Era como si se me hubiera echado encima un océano. Estaba sin respiración.

Pero dije:

– Muchísimas gracias.

– No -dijo-. Lo que quiero decir es que son unos poemas maravillosos. Tienen tu propia voz, tu propio humor, tu propia imaginería. Quiero mandarlo a un amigo de Holt.

– No están terminados. Tengo que revisarlos -dije.

– Puedes revisarlos eternamente para no arriesgarte a publicarlos -dijo Gracie, conociendo mis estratagemas sin conocerme a mí.

Conque me vi obligada a dejarle Frutas y verduras (ya presentado a X, Y y Z) a Gracela, Gracie, Grace. Sin saberlo yo, se lo pasó a Robin Little Kyriakis, de Holt, que se lo pasó a Aaron Asher, el editor.

Pasaron las semanas. Un libro de poemas siempre parece un pétalo de rosa que revolotea en el Gran Cañón, pero éste parecía un pétalo de margarita perdido en un pliegue temporal.

Me quieren, no me quieren, me decía, preparándome para el golpe que seguramente caería.

Unos dos meses después, recibí una carta de X ofreciéndome publicarlo, una carta de Y ofreciéndome publicarlo, una carta de Z diciendo que esperara un poco. (¿Podría presentarlo nuevamente el año siguiente?)

Al día siguiente llegó una carta de Holt, ofreciéndome publicar Frutas y verduras.

¿Estaba contenta? Estaba demasiado aterrada para estar contenta.

Me dominó un intenso pánico, luego culpabilidad, luego vergüenza. Había roto la regla -presentarlo en cuatro sitios-, y ahora estaba expuesta al fraude. ¡Les había mentido a los editores, a las augustas editoriales universitarias. Estaba desolada. Ahora sin duda no me podía proteger nadie. En menos de treinta segundos, había convertido el éxito en fracaso.

Los poetas me odiarán, pensé, dando vueltas sin dormir al lado de Allan. ¡He hecho algo inmoral!

¿Cómo podía saber que de todos modos los poetas me odiarían después de Miedo a volar? ¿Y cómo podía saber que yo no tenía en absoluto control sobre eso?

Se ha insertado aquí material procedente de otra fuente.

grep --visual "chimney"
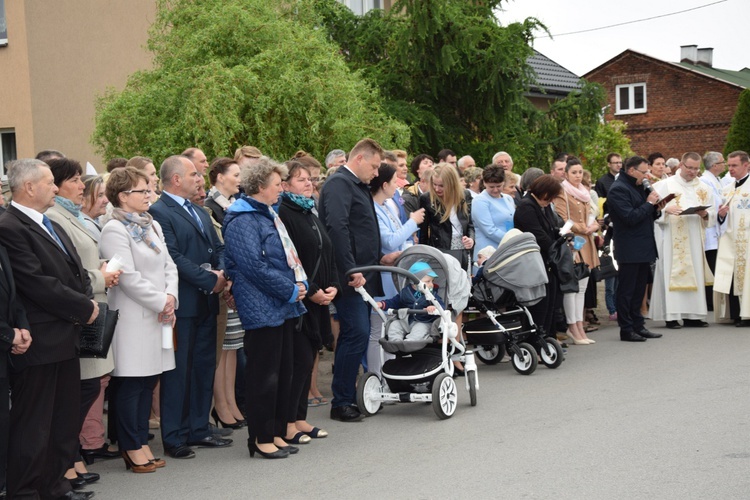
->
[698,47,714,68]
[680,45,698,64]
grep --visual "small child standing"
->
[378,261,445,341]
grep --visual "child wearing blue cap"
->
[378,261,445,341]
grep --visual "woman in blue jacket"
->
[224,159,307,458]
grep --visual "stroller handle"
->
[346,266,419,283]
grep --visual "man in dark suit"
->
[607,156,661,342]
[149,155,232,458]
[0,242,31,494]
[0,159,99,499]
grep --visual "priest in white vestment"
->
[714,151,750,326]
[650,153,716,328]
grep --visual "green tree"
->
[724,89,750,156]
[307,0,604,171]
[92,0,410,159]
[580,120,635,179]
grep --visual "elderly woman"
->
[419,163,474,268]
[471,165,516,261]
[205,158,246,429]
[554,157,599,345]
[367,163,424,375]
[46,158,120,487]
[279,157,340,444]
[513,174,562,342]
[125,156,159,194]
[81,175,109,241]
[99,167,177,473]
[224,158,307,458]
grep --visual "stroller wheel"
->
[357,372,383,417]
[511,342,539,375]
[539,337,565,368]
[474,345,505,365]
[432,373,458,420]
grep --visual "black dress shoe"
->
[188,436,232,448]
[682,319,708,328]
[68,477,86,490]
[638,328,661,339]
[164,444,195,458]
[620,332,646,342]
[60,491,94,500]
[331,405,365,422]
[76,472,100,484]
[81,444,120,465]
[208,424,234,437]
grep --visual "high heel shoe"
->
[211,408,245,429]
[247,443,290,458]
[122,451,156,474]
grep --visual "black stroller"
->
[349,245,479,419]
[463,229,565,375]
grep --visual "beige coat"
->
[46,204,115,380]
[554,190,599,269]
[99,220,179,377]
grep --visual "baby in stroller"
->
[378,261,445,341]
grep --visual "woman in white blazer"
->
[45,158,120,487]
[99,167,177,472]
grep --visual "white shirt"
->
[10,201,50,236]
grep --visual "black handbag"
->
[80,302,120,358]
[591,254,617,281]
[573,252,591,281]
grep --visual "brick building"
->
[584,45,750,158]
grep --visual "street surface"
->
[82,320,750,500]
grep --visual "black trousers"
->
[528,272,562,337]
[706,250,718,311]
[8,358,81,499]
[116,375,159,451]
[0,376,10,490]
[287,329,316,423]
[617,262,651,333]
[244,318,297,443]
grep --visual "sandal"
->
[302,427,328,439]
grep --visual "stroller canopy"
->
[483,229,547,306]
[392,245,470,313]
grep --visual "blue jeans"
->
[331,294,370,407]
[604,276,617,314]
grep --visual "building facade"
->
[584,45,750,158]
[0,0,156,171]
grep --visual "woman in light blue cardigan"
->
[471,165,516,261]
[367,163,424,375]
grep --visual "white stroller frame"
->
[347,247,479,419]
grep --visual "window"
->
[615,83,646,115]
[342,0,383,16]
[0,0,8,47]
[0,129,17,176]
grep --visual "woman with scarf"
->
[206,158,246,429]
[46,158,120,488]
[99,167,178,473]
[224,158,307,458]
[279,159,339,444]
[554,156,599,345]
[367,163,424,376]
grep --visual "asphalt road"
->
[81,318,750,500]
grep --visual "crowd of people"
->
[0,139,750,499]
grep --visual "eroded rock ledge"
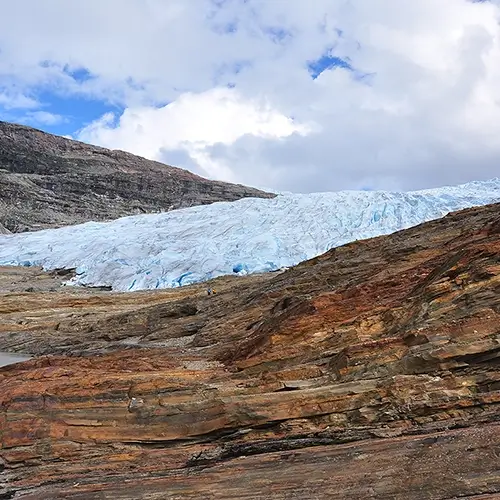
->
[0,205,500,500]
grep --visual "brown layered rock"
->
[0,122,274,234]
[0,205,500,500]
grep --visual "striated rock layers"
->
[0,122,274,234]
[0,205,500,500]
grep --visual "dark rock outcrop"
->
[0,122,274,233]
[0,205,500,500]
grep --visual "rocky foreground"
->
[0,122,274,234]
[0,205,500,500]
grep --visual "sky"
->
[0,0,500,192]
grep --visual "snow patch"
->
[0,179,500,291]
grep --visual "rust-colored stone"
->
[0,205,500,500]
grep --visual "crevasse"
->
[0,179,500,291]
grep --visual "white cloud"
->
[78,88,310,181]
[24,111,67,125]
[0,0,500,191]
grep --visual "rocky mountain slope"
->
[0,122,273,234]
[0,179,500,291]
[0,201,500,500]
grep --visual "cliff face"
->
[0,205,500,500]
[0,122,273,232]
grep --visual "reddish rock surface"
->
[0,121,275,234]
[0,205,500,500]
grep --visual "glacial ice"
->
[0,179,500,291]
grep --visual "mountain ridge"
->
[0,179,500,291]
[0,204,500,500]
[0,121,274,232]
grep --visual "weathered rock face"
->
[0,122,274,233]
[0,205,500,500]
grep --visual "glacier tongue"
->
[0,179,500,291]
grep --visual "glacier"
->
[0,178,500,291]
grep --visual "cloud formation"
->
[0,0,500,192]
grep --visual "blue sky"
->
[0,0,500,192]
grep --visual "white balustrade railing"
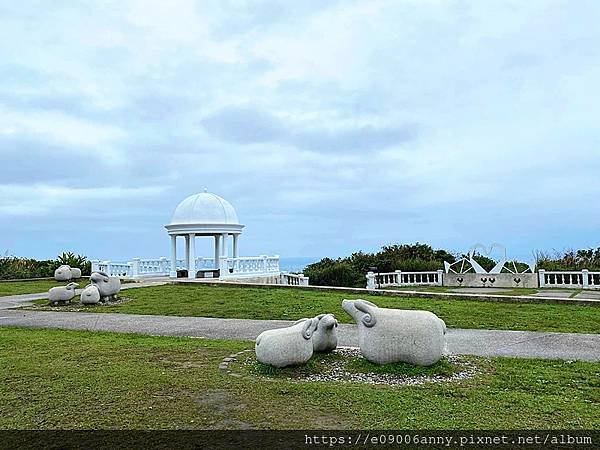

Fui a cenar con Aaron Asher e inmediatamente me enamoré de él. Ojos azules, humor retorcido, una historia de fábula como editor de Saul Bellow y Philip Roth. Si yo le gustaba a él, yo debía de ser buena. La misma primavera en que apareció Frutas y verduras, Asher publicó a otra escritora desconocida que se llamaba Toni Morrison. Su primera novela, Ojos azules, había sido rechazada en todas partes porque ¿a quién le interesaba una chica negra y fea que se llamaba Pecola y tenía un hijo con su padre? En aquellos días se suponía que los negros no leían y que a los blancos no les apetecía leer cosas sobre los negros. Aaron tenía buen gusto, y quizá algo más importante, agallas.